I am using Anaconda and I am trying logistic regression. After loading training data set and performed the regression. Then I got the following warning message.
train_cols = data.columns[1:]
logit = sm.Logit(data['harmful'], data[train_cols])
result = logit.fit()
Warning: Maximum number of iterations has been exceeded.
Current function value: 0.000004
Iterations: 35
C:\Users\dell\Anaconda\lib\site-packages\statsmodels\base\model.py:466: ConvergenceWarning: Maximum Likelihood optimization failed to converge. Check mle_retvals"Check mle_retvals", ConvergenceWarning)
Why do I get this warning and how can I fix this?
Thanks!
There are two possibilities
1) difficult optimization problem: Usually Logit converges very fast and the default number of iteration is set very low. Adding a larger maxiter
keyword in the call to fit
or refitting with the previous result as start_params
helps in most cases.
2) Since this is Logit, it is possible that there is complete separation, or quasi-complete separation. In this case some parameters might go off to infinity and the optimization stops at some convergence or stopping criterion. Logit detect the simple case of full separation and raises an exception, but there could be partial separation that is not detected. With perfect separation you get perfect predictability for some or all cases, which is useful for prediction but causes problems in estimating and identifying the parameters.
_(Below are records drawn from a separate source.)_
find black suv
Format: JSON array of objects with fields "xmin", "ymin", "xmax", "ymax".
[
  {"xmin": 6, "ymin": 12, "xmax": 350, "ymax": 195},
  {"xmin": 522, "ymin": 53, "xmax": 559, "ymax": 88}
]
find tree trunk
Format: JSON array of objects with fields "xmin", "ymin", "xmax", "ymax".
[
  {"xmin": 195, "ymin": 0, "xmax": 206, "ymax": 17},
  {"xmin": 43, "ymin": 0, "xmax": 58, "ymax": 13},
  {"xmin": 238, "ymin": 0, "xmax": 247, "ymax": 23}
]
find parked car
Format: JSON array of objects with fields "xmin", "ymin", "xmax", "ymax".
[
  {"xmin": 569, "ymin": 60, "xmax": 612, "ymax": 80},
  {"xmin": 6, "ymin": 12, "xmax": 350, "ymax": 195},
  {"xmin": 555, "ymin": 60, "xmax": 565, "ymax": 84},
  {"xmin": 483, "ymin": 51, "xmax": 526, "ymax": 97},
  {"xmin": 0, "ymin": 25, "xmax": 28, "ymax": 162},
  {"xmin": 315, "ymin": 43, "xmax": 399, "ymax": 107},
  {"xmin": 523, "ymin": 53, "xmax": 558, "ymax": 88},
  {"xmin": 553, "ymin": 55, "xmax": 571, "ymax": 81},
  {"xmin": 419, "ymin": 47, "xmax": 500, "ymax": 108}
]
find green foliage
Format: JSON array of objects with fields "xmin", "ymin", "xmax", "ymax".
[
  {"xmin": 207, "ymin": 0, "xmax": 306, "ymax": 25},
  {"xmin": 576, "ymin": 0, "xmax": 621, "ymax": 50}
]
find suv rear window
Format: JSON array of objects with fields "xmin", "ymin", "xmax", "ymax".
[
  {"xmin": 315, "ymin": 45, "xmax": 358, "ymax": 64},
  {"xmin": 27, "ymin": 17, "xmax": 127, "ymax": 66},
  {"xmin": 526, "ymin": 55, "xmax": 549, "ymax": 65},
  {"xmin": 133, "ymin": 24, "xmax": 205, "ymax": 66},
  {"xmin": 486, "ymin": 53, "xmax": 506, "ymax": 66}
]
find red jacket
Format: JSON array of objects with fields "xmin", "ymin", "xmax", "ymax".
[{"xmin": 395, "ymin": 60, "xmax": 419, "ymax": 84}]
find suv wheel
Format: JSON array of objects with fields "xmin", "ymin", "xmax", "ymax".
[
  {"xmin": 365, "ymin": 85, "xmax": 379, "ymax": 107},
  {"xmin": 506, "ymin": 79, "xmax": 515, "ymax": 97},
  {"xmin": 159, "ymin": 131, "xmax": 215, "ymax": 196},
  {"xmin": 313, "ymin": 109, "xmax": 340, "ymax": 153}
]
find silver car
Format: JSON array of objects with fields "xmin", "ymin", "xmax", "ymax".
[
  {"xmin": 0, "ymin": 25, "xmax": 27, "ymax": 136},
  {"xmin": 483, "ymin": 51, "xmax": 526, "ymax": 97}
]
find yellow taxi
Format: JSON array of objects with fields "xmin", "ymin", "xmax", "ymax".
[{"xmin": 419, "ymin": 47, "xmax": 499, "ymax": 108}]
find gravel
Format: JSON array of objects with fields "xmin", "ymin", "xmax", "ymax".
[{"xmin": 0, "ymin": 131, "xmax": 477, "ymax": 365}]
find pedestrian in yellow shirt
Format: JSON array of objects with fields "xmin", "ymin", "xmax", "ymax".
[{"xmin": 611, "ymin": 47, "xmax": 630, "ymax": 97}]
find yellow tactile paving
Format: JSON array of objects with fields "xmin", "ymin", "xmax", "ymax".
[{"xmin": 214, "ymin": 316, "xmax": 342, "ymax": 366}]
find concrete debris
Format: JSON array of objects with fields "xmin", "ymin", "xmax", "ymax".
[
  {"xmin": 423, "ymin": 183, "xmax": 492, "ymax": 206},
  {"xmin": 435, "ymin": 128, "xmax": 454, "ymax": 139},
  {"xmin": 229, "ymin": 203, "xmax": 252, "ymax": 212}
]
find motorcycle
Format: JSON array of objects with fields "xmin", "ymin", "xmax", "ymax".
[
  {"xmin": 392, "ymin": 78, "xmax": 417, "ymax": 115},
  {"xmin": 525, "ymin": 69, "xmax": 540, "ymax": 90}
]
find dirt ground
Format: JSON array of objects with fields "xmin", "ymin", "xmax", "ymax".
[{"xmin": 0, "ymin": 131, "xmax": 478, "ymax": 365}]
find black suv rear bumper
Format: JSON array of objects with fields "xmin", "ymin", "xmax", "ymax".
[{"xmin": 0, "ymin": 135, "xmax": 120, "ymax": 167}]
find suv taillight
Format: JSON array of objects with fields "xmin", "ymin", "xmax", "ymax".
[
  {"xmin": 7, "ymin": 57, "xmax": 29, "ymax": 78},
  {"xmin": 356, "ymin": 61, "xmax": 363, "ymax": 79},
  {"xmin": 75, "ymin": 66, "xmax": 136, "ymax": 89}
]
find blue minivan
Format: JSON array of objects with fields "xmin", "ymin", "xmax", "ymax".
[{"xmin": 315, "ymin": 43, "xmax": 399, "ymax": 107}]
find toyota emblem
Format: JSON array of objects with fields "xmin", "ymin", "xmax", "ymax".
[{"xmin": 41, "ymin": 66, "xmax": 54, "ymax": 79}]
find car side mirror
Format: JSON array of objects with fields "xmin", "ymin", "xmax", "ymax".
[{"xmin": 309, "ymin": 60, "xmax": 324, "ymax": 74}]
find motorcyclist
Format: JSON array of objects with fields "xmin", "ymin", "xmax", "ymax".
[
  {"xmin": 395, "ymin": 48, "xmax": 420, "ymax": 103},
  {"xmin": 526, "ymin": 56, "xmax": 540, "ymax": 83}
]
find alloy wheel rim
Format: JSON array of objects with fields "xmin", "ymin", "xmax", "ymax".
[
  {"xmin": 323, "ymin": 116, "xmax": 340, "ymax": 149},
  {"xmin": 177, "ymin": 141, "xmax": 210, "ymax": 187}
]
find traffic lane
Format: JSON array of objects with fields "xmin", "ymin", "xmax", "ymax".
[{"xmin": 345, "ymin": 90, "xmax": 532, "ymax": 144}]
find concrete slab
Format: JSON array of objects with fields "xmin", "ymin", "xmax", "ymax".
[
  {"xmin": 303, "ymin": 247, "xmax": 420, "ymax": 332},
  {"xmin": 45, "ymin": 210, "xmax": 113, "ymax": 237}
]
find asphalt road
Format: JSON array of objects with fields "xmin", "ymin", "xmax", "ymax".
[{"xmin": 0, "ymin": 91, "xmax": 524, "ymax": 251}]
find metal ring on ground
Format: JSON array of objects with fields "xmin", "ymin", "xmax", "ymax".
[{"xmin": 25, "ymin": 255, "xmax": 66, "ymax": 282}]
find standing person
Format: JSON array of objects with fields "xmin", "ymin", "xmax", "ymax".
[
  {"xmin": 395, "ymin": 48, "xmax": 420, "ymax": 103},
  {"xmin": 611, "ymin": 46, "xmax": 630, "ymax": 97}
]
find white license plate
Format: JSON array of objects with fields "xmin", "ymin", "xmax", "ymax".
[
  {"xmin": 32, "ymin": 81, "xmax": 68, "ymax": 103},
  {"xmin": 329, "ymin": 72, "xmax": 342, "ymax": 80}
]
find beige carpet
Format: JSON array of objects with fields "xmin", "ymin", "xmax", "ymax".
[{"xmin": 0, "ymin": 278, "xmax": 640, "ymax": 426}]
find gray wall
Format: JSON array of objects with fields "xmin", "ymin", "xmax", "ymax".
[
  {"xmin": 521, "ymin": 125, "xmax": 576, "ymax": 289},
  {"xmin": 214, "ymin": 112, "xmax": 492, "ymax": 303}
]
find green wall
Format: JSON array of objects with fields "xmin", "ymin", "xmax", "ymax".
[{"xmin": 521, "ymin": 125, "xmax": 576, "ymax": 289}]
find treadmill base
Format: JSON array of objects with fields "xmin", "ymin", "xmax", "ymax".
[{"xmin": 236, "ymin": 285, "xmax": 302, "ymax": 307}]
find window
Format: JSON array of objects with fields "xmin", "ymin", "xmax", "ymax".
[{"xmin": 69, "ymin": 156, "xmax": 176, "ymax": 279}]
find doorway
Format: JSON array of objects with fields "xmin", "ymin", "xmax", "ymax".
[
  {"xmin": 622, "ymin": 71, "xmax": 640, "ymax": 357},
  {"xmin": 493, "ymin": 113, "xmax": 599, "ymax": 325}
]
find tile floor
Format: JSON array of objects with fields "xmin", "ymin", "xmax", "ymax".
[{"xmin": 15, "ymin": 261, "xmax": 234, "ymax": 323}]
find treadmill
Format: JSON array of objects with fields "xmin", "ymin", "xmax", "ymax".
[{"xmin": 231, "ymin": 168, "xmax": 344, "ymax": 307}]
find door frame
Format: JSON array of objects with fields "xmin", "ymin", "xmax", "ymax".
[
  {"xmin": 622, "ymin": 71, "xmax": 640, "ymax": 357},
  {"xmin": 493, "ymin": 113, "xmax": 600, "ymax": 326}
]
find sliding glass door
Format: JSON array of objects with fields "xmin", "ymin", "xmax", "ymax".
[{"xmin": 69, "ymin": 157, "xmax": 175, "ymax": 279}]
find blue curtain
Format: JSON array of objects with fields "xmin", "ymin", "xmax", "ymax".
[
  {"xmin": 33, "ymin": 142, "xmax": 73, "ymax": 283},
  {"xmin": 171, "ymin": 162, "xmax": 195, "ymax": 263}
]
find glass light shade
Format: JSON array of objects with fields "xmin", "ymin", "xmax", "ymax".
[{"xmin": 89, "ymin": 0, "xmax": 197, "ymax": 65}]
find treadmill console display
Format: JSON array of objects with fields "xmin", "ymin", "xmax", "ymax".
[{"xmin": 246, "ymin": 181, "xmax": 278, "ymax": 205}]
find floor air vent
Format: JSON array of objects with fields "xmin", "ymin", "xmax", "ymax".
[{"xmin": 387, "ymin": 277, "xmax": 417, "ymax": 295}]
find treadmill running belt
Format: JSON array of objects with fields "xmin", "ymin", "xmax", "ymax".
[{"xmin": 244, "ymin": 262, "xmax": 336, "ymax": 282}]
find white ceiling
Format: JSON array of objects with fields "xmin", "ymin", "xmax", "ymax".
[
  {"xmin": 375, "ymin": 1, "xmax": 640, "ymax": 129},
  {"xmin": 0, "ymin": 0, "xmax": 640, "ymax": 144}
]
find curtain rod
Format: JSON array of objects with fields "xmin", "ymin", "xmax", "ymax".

More information is for example here https://stats.stackexchange.com/questions/11109/how-to-deal-with-perfect-separation-in-logistic-regression There are also several FAQ issues on the statsmodels github issues for corner cases and problems like this.
Check for the levels of all variables. It might be possible that one amongst them would have almost 99% of one category. Hence making it difficult to converge.
I resolved it by removing that variable from my dataset.